Currently reading Check The Technique, Brian Coleman’s excellent, and extended, ode to liner notes and hip hop’s classic albums. It’s also one of those hip hop books full of fascinating human stories. One of the albums covered is Marley Marl’s In Control, the producer’s 1988 debut as mastermind of the Juice Crew.

In the book Marl notes that he was one of the first producers in hip hop to step up as an artist with such an album. And as I’m telling the story of how this idea of the producer as an artist evolved in the past decade or so, it made me laugh that I hadn’t even thought about album’s like Marl’s originally. 1988 was also the official release year for 45 King’s King of the Beats album, another first (or almost first) in which a producer album featured no rapping per se.

Ultimately the story I’m trying to tell starts in the 80s. I don’t think I’ll spend much time dwelling on those particular times in the book, not least because hip hop in the 80s and 90s has now been documented fairly extensively and there isn’t much left to say.
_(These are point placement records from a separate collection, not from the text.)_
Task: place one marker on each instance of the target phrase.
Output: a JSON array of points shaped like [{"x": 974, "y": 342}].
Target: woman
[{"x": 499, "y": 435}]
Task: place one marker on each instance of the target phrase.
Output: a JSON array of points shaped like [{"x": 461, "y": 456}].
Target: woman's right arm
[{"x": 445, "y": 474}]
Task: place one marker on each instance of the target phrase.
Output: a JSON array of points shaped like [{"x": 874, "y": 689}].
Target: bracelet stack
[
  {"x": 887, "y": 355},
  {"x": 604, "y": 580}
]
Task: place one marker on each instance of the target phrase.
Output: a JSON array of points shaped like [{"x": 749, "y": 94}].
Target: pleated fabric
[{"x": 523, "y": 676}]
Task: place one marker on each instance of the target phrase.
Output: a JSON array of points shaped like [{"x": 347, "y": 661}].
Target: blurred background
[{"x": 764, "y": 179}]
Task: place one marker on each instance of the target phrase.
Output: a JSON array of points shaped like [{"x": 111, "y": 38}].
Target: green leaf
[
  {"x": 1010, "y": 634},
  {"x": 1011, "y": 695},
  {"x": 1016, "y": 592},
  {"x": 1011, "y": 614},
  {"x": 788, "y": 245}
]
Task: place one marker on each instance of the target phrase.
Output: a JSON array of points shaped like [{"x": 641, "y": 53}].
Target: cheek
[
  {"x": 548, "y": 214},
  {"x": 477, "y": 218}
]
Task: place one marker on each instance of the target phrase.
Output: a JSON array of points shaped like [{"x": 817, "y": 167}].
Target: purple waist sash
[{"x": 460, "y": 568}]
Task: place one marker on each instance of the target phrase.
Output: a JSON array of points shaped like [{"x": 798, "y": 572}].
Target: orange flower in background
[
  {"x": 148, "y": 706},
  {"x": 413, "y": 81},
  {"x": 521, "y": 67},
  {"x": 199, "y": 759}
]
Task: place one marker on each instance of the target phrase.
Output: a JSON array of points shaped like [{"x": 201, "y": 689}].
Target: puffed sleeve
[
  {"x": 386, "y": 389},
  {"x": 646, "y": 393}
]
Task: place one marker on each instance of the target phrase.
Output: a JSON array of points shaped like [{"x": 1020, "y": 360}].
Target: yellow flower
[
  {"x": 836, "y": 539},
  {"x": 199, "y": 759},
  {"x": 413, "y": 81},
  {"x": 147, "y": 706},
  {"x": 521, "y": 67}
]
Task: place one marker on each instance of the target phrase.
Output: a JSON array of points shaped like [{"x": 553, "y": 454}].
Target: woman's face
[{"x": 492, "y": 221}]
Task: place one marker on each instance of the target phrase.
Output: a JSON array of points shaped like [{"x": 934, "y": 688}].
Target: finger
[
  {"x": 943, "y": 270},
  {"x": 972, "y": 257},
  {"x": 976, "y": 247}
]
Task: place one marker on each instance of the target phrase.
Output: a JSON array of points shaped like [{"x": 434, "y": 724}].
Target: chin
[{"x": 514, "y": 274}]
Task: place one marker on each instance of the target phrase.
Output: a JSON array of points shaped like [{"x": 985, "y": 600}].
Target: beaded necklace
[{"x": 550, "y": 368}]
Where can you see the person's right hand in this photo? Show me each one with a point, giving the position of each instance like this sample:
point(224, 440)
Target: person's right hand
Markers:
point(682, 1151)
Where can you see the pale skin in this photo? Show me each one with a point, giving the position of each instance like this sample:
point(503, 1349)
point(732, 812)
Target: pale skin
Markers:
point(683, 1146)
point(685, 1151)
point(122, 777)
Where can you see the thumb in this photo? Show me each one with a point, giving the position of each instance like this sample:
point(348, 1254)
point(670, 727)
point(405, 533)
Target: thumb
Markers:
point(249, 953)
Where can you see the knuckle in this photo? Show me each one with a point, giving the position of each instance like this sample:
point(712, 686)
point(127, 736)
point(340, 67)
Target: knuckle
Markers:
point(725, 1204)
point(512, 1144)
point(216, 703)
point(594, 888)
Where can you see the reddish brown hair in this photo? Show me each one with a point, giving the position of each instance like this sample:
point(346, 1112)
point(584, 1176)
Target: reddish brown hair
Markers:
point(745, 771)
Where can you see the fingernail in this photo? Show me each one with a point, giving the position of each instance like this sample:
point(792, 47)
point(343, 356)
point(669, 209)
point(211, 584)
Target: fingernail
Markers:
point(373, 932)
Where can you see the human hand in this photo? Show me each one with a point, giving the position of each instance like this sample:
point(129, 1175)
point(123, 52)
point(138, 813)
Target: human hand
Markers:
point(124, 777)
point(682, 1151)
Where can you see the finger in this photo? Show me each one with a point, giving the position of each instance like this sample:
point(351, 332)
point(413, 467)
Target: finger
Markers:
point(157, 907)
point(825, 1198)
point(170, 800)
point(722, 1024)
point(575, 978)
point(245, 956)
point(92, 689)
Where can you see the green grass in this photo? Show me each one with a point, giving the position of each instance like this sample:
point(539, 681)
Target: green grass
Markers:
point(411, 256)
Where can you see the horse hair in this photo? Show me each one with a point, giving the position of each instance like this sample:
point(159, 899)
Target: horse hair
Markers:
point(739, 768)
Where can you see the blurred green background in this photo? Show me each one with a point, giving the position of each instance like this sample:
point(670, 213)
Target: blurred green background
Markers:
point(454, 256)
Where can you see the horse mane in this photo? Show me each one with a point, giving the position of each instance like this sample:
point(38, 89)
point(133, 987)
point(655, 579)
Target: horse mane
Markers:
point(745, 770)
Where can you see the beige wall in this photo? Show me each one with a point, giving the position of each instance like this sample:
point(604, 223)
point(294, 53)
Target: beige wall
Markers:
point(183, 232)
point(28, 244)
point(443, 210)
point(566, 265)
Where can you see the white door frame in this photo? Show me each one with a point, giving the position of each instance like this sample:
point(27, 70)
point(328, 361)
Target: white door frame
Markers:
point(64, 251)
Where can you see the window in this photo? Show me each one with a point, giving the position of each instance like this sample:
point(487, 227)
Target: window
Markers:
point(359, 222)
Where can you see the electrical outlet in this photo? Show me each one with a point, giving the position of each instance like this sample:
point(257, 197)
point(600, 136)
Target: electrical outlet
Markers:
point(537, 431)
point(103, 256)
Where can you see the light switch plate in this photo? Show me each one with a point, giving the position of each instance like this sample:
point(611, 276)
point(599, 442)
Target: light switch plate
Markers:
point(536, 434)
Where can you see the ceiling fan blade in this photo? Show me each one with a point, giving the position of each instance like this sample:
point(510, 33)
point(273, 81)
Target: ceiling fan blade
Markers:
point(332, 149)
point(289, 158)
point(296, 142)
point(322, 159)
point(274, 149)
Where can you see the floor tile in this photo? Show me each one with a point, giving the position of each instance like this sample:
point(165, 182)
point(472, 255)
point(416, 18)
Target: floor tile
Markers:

However there’s no doubt that some key moments of hip hop’s growth in its first and second decade will be present in the story I’m telling – not just the East Coast movements of people like Mark and 45 King but also the whole electro scene, and the importance that particular sound had in places like Los Angeles in setting the ground for what would come next.

And there are still the 90s stories I’ve been accumulating for the book which I haven’t seen told anywhere yet.